When it comes to keeping your mind active and healthy, you may often have heard the phrase ‘use it or lose it’. As we age, our mental abilities tend to change, and you may find your memory and reaction time aren’t quite what they used to be. But how exactly can you use your brain, and other helpful tips and tricks, to keep yourself feeling sharp.

 

  1. Brain training
    Brain training, or cognitive training, is a commonly used way of exercising your brain! Whether it’s a daily crossword, reading, or playing puzzle games, the mental stimulation can help to keep your mind alert and fresh – plus, it can be fun too!
  2. Exercise your body too
    Research has shown that regular physical exercise can help to improve cognitive function thanks to increased blood flow and antioxidant levels, alongside improving your focus and concentration. It can also benefit your mental health, helping to reduce feelings of anxiety and releasing those all-important endorphins in your body!
  3. Spend time outdoors
    Taking the time to get out into nature has been found to have a positive impact on mental health, reducing feelings of stress and helping you to relax. However, there are also some other benefits to getting outdoors for your brain! Vitamin D is an essential nutrient which plays a vital role in supporting your brain functions, while increased oxygen can help to provide greater clarity to the brain.  
  4. Get enough sleep
    Sleep is restorative and gives your body – including your brain – time to recover from the stresses of the day. For most adults, the optimum amount of sleep each night to support your cognitive functions is 7 hours.
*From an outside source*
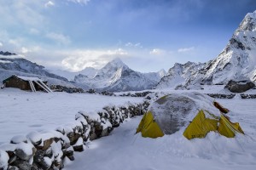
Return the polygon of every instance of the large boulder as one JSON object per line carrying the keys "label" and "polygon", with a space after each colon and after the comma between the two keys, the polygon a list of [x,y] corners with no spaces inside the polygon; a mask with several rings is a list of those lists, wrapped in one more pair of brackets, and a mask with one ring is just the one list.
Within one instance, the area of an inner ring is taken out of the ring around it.
{"label": "large boulder", "polygon": [[236,82],[230,80],[228,84],[224,87],[232,93],[243,93],[251,88],[253,88],[255,84],[250,81],[239,81]]}
{"label": "large boulder", "polygon": [[185,128],[201,110],[220,116],[212,98],[195,92],[165,95],[152,103],[148,110],[162,132],[172,134]]}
Getting enough sleep is essential for both your brain and your body and can enable you to concentrate better, process information more easily and think more clearly.
  5. Socialise
    Spending time with family and friends is good for the soul, and can improve your mental wellbeing, helping to reduce feelings of stress and anxiety thanks to the dopamine (also known as the ‘feel-good’ hormone) your body releases. Socialising also provides stimulation for your brain while allowing you to spend time with people you love, doing things you enjoy!
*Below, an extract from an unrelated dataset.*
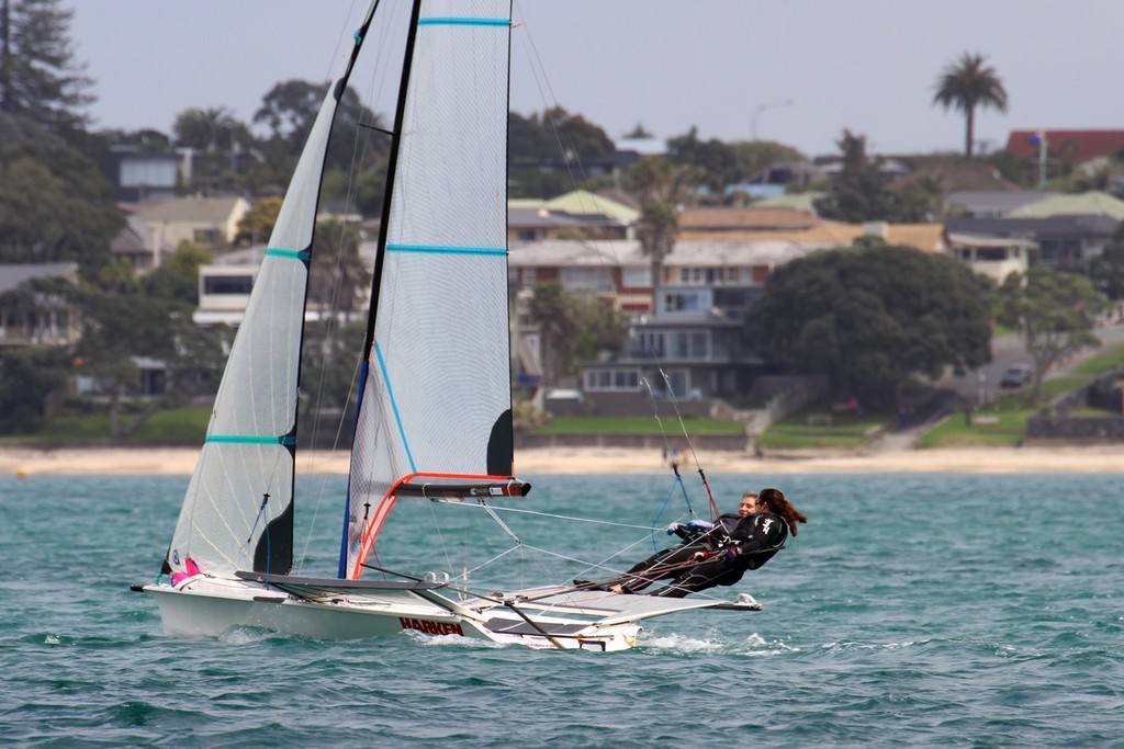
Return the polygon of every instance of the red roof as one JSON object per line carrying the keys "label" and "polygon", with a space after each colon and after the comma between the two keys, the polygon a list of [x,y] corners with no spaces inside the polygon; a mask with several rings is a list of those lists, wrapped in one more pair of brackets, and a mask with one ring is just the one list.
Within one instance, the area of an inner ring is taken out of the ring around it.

  6. Follow a healthy and balanced diet
    Eating a diet that is rich in nutrients from fruits and vegetables, and lower in fats can help to reduce the risk of a decline in your cognitive health. Research has indicated that people who follow a Mediterranean diet, where meals are built around vegetables, beans and grains, with high-fat foods included in moderation, have been found to be less likely to develop cognitive conditions like dementia.
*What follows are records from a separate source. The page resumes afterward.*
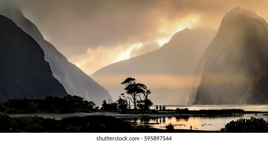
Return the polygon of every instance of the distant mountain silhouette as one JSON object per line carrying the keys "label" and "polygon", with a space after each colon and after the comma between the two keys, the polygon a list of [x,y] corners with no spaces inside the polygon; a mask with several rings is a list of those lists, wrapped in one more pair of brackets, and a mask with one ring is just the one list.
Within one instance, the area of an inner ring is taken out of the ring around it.
{"label": "distant mountain silhouette", "polygon": [[1,2],[0,14],[12,19],[19,27],[31,35],[40,45],[45,53],[45,59],[49,63],[53,76],[72,95],[83,97],[100,105],[102,101],[112,99],[108,91],[92,79],[59,53],[50,43],[45,40],[36,27],[23,16],[16,1]]}
{"label": "distant mountain silhouette", "polygon": [[38,44],[10,19],[0,15],[0,102],[14,99],[63,97]]}
{"label": "distant mountain silhouette", "polygon": [[[110,64],[91,76],[114,98],[124,92],[120,83],[131,77],[152,89],[154,103],[185,104],[197,63],[216,33],[211,29],[185,29],[159,49]],[[190,85],[182,87],[184,82]]]}
{"label": "distant mountain silhouette", "polygon": [[194,104],[268,104],[267,29],[252,10],[226,14],[197,67],[203,71]]}

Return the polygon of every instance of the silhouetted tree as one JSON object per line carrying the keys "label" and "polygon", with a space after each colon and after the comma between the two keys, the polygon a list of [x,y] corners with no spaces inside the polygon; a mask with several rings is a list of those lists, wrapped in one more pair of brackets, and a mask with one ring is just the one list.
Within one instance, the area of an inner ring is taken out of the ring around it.
{"label": "silhouetted tree", "polygon": [[[152,101],[148,99],[148,95],[151,94],[151,90],[147,88],[146,85],[136,83],[135,79],[132,78],[127,78],[121,84],[126,86],[124,89],[126,90],[126,93],[130,97],[125,97],[123,93],[121,95],[125,99],[131,100],[134,104],[134,109],[137,109],[137,106],[142,110],[149,109],[150,107],[153,105]],[[143,97],[142,97],[142,95]],[[139,98],[139,100],[138,98]]]}
{"label": "silhouetted tree", "polygon": [[124,90],[126,93],[130,96],[130,97],[124,97],[126,99],[130,99],[134,104],[134,109],[137,109],[136,103],[137,97],[143,92],[138,84],[136,83],[135,79],[132,78],[128,78],[121,84],[126,86]]}
{"label": "silhouetted tree", "polygon": [[104,100],[102,104],[101,109],[104,111],[112,111],[117,110],[117,104],[116,102],[107,103],[106,100]]}
{"label": "silhouetted tree", "polygon": [[129,104],[126,99],[122,99],[121,97],[119,97],[119,99],[116,102],[117,102],[117,107],[119,110],[123,111],[127,110]]}

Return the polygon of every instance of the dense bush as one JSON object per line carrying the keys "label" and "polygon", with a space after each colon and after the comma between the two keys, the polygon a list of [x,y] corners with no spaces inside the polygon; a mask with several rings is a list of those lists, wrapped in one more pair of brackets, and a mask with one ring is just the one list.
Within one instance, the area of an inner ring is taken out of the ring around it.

  7. Support your brain health with supplements
    As we age, our absorption of nutrients can become less efficient than it may have been when we were younger, meaning we can often benefit from additional goodness from a supplement. Research has shown that people with mild cognitive impairment benefitted from supplementing their daily intake of B vitamins, with the benefits further enhanced in those who had a good intake of omega-3.  

It can be normal for our thinking skills to show signs of decline as we age, but with some tips and tricks, you can help to keep your brain healthy and active.